Alors que les crises se succèdent depuis la pandémie de Covid-19 et perturbent fortement les échanges commerciaux internationaux, les observateurs du commerce international n’en finissent pas de gloser sur la fin de la mondialisation. Qu’en est-il concrètement ? Sans disparaître, elle est en cours de reconfiguration répond une récente étude du cabinet McKinsey intitulée : « Quels nouveaux visages pour la mondialisation ? ».
Malgré son ampleur et ses conséquences sur la supply chain mondiale, la crise sanitaire de 2020 et celles qui ont suivi (Ukraine, Gaza, mer Rouge…) ne sont pas venues à bout du modèle qui régit les échanges internationaux depuis plus de 30 ans. « Bien au contraire, les flux de marchandises comme de capitaux ont progressé plus rapidement depuis la pandémie de Covid qu’au cours des cinq années précédentes, respectivement de + 8,8 % et + 6,2 % en moyenne annuelle », constate l’étude de McKinsey.
En outre, il semble que les grands blocs économiques dépendent toujours les uns des autres pour se développer : tous importent au moins 25 % de ce qu’ils consomment d’une ou plusieurs ressources critiques (énergie, céréales, minéraux, équipements électroniques…).
Pour les auteurs de l’étude McKinsey, cette continuité s’explique également par « l’inertie des flux commerciaux ». Depuis 1995, en effet, aucun pays n’a vu ses parts d’une catégorie de marchandises varier de plus de 2 points en rythme annuel.
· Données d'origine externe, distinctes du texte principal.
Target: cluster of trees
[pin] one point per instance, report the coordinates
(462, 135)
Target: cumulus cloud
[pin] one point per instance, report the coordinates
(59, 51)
Les économies sont tellement imbriquées les unes aux autres que quatre ans et demi de crises n’ont pas suffi à détricoter ces interdépendances.
Les États-Unis et la Chine ont réorienté leurs échanges
Ceci étant, des signes montrent que ce statu quo n’est pas éternel et si la mondialisation n’est pas appelée à disparaître, elle subit néanmoins de profonds changements. A commencer par une montée en force du protectionnisme.
Les restrictions au commerce dans le monde sont ainsi passées de 650 en 2017 à plus de 3 000 en 2023, selon Global Trade Alert. Par ailleurs, l’observation des destinations des investissements directs étrangers (IDE) laissent entrevoir une recomposition géographique du commerce international. Ainsi, entre 2022 et 2023, les IDE en Chine ont décroché de 67 % et de 98 % en Russie. En revanche, ils ont doublé vers l’Asean par rapport à la moyenne de 2015 à 219.
Les grands blocs économiques réorientent leurs échanges. Ainsi les États-Unis se sont détournés de la Chine au profit du Vietnam et du Mexique au nom du nearshoring privilégiant l’approvisionnement au plus proche des frontières. La Chine a elle aussi réorienté ses échanges, vers les pays de l’Asean, du Moyen-Orient ou d’Amérique latine.
A contrario, les économies européennes n’ont pas connu ce phénomène et restent globalement très ouvertes avec un taux d’ouverture de 40 % en moyenne (et jusqu’à 73 % en France).
L’Europe à la marge
Si l’Europe est exportatrice net, elle dépend toujours de l’extérieur pour son approvisionnement énergétique. Elle demeure également, selon McKinsey, en retrait des « grandes chaînes de valeur technologiques : semi-conducteurs, batteries, numérique ou biotechnologies, par exemple ». Pour les analystes de McKinsey, il en résulte « une vulnérabilité, tant ces technologies irriguent de manière croissante des secteurs où l’Europe avait acquis des positions de force (automobile, aéronautique, industrie pharmaceutique…) ». De quoi faire écho au récent Rapport de Mario Draghi sur l’avenir de la compétitivité européenne.
Bref, ce nouveau contexte produit beaucoup d’incertitudes pour les grandes entreprises internationalisées, de plus en plus tributaires de considérations géopolitiques. Ces dernières constituent la principale source d’inquiétude des dirigeants régulièrement interrogés par le cabinet d’études et de conseil américain. Pour ce dernier « les grandes entreprises devront toutes s’adapter à un contexte où l’avantage comparatif ne découle plus seulement de la qualité, des coûts et de l’efficacité, mais également de la gestion avisée d’un portefeuille d’options géographiques et géopolitiques ».